Nearly as widely circulated was musician David Lowery's more-than-thorough response to White's piece. Aside from one insultingly egregious passage where he insinuates that piracy can be directly blamed for musician suicides, it's reasonable, edifying, and, unless you're completely devoid of a moral compass, difficult to disagree with: We should all be doing more to help musicians earn a fair living.

So to that end, I took my boss's advice and signed up for a Rhapsody account. I, like White, have been in a privileged position as a young music consumer. I've had access to free music through both Seattle Weekly and through DJing at the UW's student radio station, and this led to me buying far less music than I had in the past. Lowery's piece was the main factor in my decision, but, for honesty's sake, losing access to the radio station's library played a role as well.

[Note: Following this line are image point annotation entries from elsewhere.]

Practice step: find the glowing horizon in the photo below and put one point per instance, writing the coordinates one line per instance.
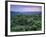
(25, 8)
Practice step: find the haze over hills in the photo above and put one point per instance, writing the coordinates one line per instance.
(24, 13)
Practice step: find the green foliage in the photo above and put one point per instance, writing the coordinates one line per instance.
(25, 23)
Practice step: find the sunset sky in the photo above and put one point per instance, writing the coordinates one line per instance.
(25, 8)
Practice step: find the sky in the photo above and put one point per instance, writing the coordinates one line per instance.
(25, 8)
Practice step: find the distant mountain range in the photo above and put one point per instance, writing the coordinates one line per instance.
(24, 13)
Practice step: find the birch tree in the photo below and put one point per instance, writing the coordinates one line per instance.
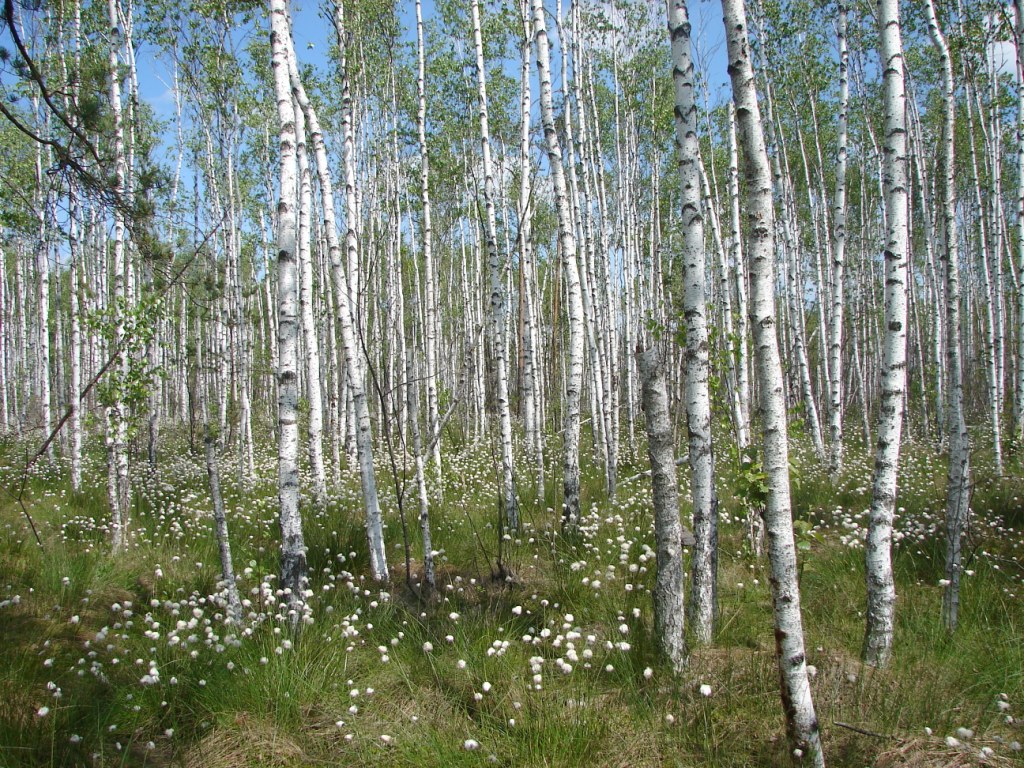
(696, 367)
(669, 585)
(496, 271)
(958, 476)
(567, 248)
(802, 723)
(839, 256)
(293, 555)
(878, 548)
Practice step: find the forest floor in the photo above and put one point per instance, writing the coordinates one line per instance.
(128, 660)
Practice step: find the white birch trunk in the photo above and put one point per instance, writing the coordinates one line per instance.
(496, 269)
(878, 549)
(355, 396)
(958, 477)
(306, 302)
(220, 527)
(1018, 434)
(696, 366)
(738, 264)
(430, 292)
(839, 259)
(802, 723)
(293, 555)
(567, 245)
(118, 486)
(670, 614)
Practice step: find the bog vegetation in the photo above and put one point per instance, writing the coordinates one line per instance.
(457, 383)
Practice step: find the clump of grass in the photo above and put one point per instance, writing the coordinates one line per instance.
(554, 666)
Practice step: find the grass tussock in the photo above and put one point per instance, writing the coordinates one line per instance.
(131, 660)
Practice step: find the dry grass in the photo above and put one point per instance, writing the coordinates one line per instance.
(247, 741)
(934, 753)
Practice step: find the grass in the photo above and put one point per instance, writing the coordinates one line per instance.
(554, 667)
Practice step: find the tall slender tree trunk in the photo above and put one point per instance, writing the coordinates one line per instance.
(802, 723)
(567, 246)
(696, 366)
(958, 477)
(878, 549)
(293, 554)
(839, 258)
(429, 281)
(499, 336)
(306, 302)
(117, 415)
(670, 615)
(1019, 388)
(220, 526)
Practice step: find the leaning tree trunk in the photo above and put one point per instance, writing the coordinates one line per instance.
(567, 244)
(293, 555)
(696, 367)
(802, 723)
(878, 549)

As much as I like Rhapsody so far--it's easy to use, and it grants me access to the wide variety of music I'm so lucky to have become accustomed to--it makes me wonder if more accessibility is really the solution. Ignoring the obvious fact that my personal consumption habits, or those of any other singular individual, are practically irrelevant on a macro level, streaming services are another example of the abstraction that's led to my generation discounting the value of music.

We all know that pirating music is the same as stealing. No matter how much some try to hedge around this fact, it's inarguable, or at least it should be. But what's also inarguable--and what, for me, is the crux of this issue--is that for many in my generation, pirating music doesn't feel like stealing. Reduced to digital files, music doesn't have the same tangible impact as a physical object like a CD or record. Streaming services take this process one step further--now, listeners no longer possess the music they listen to, but have intermittent access to someone else's gigantic record collection.

The issue of ownership often gets brushed aside, but it's an important one. When you own something, you feel responsible for it, and when you pay for physical copies of music, it's easier to feel responsible for the artistic endeavors of those who created it. Perhaps less expensive downloads or CDs are the solution, but with the average price of a CD hovering around $10, a decrease from $18 in 2002, I wonder how much lower they can conceivably go. Besides, people my age have shown they're reluctant to pay for music on a per-song or per-album basis, no matter how low the cost. That spending on music has decreased 47 percent since the early '70s is a testament to this fact.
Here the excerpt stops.